Wine bottles can be stored for long periods of time without losing their quality. The wine inside a glass bottle will not deteriorate as it does in an aluminum can or a plastic bottle.
Because they are airtight and impermeable to oxygen, the cork used on most wine bottles doesn't dry out and lose its ability to seal over time as it would if exposed to air during storage.
Glass bottles do not impart any off flavors into the wines they contain because they don't allow anything else into them either. This means that there's no worry about chemicals leaching from the plastic or metal containers used in some wines packaging because they never actually come into contact with the liquid itself!

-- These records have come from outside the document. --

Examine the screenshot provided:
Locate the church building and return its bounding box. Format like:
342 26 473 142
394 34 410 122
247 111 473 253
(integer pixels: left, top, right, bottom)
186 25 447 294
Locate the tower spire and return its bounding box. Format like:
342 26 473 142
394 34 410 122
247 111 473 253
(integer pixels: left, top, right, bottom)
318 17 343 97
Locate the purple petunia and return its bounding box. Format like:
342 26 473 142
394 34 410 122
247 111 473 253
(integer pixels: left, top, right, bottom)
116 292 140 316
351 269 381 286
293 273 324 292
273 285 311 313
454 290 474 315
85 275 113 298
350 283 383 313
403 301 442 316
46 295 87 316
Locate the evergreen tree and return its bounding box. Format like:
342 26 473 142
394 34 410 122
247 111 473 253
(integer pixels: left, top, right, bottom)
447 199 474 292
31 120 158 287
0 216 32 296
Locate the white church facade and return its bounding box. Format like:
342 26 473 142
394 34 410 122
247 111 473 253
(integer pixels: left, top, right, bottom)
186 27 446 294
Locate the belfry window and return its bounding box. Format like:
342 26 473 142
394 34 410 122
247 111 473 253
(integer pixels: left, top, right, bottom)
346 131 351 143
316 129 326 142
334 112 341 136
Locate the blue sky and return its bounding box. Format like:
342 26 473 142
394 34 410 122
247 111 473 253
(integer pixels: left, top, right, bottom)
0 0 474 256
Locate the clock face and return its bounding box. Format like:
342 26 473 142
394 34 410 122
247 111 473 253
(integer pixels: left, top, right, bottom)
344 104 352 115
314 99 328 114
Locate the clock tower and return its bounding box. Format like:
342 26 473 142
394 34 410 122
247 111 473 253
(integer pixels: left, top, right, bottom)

Here are some of the advantages
Glass is just a great material for wine packaging. It’s inert, which means it doesn’t react with or absorb anything from the wine inside it. This is why you don’t have to worry about plastic bottles spoiling your wine after opening them up—the oxygen and light exposure will still turn your favorite Cabernet into vinegar without a glass barrier between it and those two destructive elements.
Glass bottles are also easy to clean and sanitize, which is key when you consider how many hands touch them during the winemaking process, especially considering all the natural yeast in the air that would otherwise end up on those same surfaces if they were made of something else like cardboard or tin (which aren't bad materials at all).
Glass bottles are also easy to recycle because their shape makes them very efficient at holding air bubbles, thus making them lighter than similarly-sized plastics or metals despite being heavier than plastic alone (this is what makes glass so attractive as packaging material). Glass can then be melted down into new containers instead of being thrown out entirely like other types of disposable packaging would require us to do after use (which not only saves money but also reduces our carbon footprint!). Plus recycling glass doesn't produce any toxic fumes during production either!
We hope you now have a better understanding of why glass bottles are so important in the wine industry.